I'm trying to delete this pass and don't want to add more stuff to it. If it's just for kernels can't you check for AGPR physreg uses later?

There two ways of getting AGPRs: use an MFMA and inline asm. For MFMA if we fit into register budget of 256 registers we can select _vgprcd versions and have no AGPRs, but that is not possible to do if there will be other AGPR uses.
This is too late to check for AGPR uses after selection, because it is needed for the selection.

I guess I can run this code in the AMDGPUDAGToDAGISel::runOnMachineFunction or even SIMachineFunctionInfo constructor and skip the attribution.

In D117057#3235626, @rampitec wrote:

I guess I can run this code in the AMDGPUDAGToDAGISel::runOnMachineFunction or even SIMachineFunctionInfo constructor and skip the attribution.

The downside is that I have to scan all instructions for that, and AMDGPUAnnotateKernelFeatures already does that. Where are you planning to move its code?

Harbormaster completed remote builds in B142749: Diff 399084.Jan 11 2022, 3:18 PM

rampitec abandoned this revision.Jan 11 2022, 4:37 PM

In D117057#3235661, @rampitec wrote:

In D117057#3235626, @rampitec wrote:

I guess I can run this code in the AMDGPUDAGToDAGISel::runOnMachineFunction or even SIMachineFunctionInfo constructor and skip the attribution.
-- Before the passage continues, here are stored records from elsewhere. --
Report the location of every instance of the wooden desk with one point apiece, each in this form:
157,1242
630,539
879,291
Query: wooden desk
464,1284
The downside is that I have to scan all instructions for that, and AMDGPUAnnotateKernelFeatures already does that. Where are you planning to move its code?
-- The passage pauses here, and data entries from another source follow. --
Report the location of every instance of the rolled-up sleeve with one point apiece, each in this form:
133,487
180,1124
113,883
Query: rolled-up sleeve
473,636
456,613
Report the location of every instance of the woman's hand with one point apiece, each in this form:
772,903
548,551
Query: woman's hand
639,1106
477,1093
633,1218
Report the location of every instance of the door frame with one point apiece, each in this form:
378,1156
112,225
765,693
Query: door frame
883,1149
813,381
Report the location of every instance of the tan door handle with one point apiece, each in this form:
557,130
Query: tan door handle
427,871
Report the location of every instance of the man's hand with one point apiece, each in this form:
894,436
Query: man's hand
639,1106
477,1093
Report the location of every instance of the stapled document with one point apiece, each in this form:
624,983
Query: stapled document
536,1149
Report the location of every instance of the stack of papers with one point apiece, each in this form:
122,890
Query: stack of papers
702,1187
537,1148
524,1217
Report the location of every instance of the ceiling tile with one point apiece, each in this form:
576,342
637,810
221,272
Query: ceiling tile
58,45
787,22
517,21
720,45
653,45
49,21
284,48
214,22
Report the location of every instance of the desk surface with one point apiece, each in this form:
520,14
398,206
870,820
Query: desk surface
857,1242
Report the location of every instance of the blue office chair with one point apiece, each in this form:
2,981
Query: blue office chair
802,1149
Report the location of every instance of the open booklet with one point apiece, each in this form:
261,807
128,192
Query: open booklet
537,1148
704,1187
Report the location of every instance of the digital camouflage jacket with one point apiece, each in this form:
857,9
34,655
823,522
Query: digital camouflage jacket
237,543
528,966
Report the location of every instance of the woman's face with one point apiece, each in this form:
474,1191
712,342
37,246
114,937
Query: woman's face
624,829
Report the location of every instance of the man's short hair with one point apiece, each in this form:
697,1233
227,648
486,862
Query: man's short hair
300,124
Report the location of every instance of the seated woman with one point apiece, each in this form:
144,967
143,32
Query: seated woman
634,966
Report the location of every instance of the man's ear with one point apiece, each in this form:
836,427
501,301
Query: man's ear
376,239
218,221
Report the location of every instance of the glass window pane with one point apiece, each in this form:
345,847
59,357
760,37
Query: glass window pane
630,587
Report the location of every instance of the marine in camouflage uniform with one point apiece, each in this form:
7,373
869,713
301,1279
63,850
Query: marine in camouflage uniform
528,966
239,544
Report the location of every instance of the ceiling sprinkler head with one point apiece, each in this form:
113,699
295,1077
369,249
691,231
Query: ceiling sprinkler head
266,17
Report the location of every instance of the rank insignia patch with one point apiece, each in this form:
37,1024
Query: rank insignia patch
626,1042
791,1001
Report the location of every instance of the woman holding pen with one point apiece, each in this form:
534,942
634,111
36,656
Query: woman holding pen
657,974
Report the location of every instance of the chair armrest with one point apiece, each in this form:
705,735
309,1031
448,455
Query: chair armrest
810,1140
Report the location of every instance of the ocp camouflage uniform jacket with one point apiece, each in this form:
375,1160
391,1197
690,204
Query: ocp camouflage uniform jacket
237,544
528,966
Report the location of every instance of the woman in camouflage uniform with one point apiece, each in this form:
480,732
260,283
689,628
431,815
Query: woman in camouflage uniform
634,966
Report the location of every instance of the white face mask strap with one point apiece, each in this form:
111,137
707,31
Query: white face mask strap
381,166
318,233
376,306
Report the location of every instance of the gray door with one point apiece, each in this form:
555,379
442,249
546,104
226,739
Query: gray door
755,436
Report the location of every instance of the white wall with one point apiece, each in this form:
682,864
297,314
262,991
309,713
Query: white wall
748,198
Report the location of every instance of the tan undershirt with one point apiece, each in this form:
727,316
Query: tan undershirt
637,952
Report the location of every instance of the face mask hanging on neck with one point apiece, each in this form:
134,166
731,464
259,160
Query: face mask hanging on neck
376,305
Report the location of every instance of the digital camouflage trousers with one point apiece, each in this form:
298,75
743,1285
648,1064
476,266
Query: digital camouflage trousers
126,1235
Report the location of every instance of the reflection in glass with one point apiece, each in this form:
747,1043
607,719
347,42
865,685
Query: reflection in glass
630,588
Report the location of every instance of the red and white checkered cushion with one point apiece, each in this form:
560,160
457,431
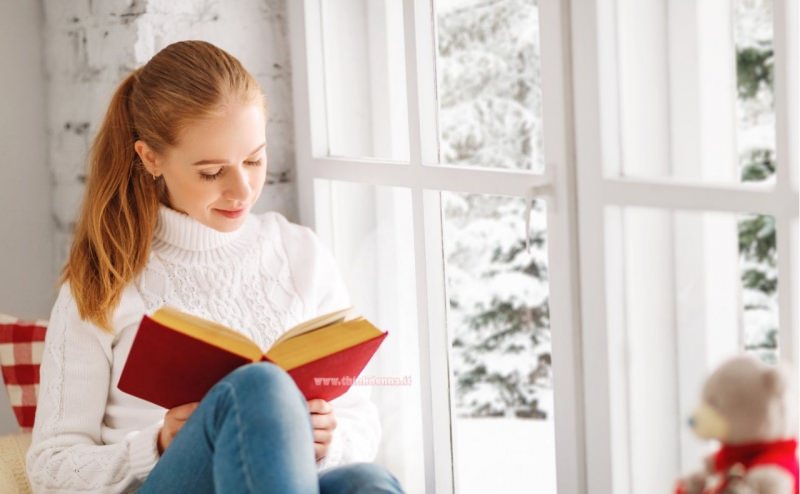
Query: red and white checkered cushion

AMDGPUAttributor. If this were to be an attribute, which is pretty ugly, it should be the inverse. Why can't you just select to AGPRs, and later we can adjust the register classes if necessary?

In D117057#3236020, @arsenm wrote:

In D117057#3235661, @rampitec wrote:

In D117057#3235626, @rampitec wrote:

I guess I can run this code in the AMDGPUDAGToDAGISel::runOnMachineFunction or even SIMachineFunctionInfo constructor and skip the attribution.

The downside is that I have to scan all instructions for that, and AMDGPUAnnotateKernelFeatures already does that. Where are you planning to move its code?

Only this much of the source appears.